Adam tekrar etrafına bakındı. Kimsenin olmadığından emin olunca fısıldayarak konuştu.
- Ne bileyim işte? Pantolon, gömlek, saat falan aldım.
- Bu "falan" nasıl bir şeyse 10 torbaya sığmamış. Maaşı bugün yatırdılar herhalde?
- Yok ya, karta yüklendik yine.
- Aferin sana! Harcadıkça mutlu oluyorsun değil mi? Birileri için bir ay çalışıyorsun. Sonra aldığın parayı gidip hiç ihtiyacın olmayan şeylere yatırıyorsun.

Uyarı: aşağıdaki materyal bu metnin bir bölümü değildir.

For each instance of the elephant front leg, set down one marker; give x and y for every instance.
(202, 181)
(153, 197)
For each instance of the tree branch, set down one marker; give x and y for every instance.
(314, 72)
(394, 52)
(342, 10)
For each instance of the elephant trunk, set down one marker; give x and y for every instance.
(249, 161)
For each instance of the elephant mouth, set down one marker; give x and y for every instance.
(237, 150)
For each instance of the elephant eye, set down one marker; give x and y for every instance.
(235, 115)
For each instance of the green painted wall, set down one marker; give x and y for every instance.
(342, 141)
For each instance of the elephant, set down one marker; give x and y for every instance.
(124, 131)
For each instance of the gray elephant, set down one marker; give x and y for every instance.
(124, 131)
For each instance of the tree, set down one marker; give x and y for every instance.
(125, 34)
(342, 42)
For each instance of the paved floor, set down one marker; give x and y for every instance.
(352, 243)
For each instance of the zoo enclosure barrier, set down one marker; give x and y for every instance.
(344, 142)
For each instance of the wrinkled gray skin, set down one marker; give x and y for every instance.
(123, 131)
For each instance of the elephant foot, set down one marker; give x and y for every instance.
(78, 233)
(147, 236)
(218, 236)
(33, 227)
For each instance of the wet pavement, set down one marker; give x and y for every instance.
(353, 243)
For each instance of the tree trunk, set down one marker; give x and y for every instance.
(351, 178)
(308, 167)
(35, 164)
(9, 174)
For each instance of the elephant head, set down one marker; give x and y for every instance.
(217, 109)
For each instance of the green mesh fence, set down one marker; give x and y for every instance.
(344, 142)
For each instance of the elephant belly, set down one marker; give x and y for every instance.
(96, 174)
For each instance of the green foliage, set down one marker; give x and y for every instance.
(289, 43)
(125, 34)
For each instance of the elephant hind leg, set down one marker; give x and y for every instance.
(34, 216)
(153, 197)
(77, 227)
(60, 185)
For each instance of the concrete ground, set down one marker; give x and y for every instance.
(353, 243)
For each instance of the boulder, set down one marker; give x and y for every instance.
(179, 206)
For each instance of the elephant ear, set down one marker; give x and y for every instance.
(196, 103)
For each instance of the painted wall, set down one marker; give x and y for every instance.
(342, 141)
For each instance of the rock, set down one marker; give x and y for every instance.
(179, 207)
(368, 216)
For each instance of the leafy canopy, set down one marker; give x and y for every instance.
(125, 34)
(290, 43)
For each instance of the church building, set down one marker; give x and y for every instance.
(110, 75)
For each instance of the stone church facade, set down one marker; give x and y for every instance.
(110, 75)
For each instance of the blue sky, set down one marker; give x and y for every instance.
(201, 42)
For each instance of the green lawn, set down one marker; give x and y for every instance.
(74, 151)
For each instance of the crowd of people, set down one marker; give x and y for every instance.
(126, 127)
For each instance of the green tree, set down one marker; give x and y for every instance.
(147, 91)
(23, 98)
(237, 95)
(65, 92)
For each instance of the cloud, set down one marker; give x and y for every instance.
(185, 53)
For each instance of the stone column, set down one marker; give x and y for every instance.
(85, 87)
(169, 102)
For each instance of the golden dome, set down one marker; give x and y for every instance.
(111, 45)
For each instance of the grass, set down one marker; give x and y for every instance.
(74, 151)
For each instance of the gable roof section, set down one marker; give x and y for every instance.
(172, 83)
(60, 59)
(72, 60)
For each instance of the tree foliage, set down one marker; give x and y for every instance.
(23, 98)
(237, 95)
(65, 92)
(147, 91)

Cansız manken azarlar bir tonda konuşuyordu. Adamın canı sıkılır gibi oldu biraz. Cevap vermeden gidecekti ama sonra vazgeçti. Mankenin kafasının üzerinde sallanan "İNDİRİM" yazısını kenara doğru çekip konuşmaya devam etti.
- Aslında evet, acil ihtiyaç değil bunlar. Ama sezon indirimi var şu anda. Kaçırmak istemedim.
- İndirim var diye hayat kalitende niye tenzilat yapıyorsun? Kapalı alanda elinde torbalarla, poşetlerle koşturarak ömrünü tüketiyorsun.
- Evet, ama sonuçta tüketim kültürünün içinde yaşıyoruz. Yani harcamayacaksam niye para kazanayım ki?
- Bak kardeşim! Tüketim kültürü post-modern bir kültürdür. Macerayı seven, özgürlüğüne düşkün, herkesten farklı yaşadığını zanneden insanların dünyasıdır. Sen de öyle misin?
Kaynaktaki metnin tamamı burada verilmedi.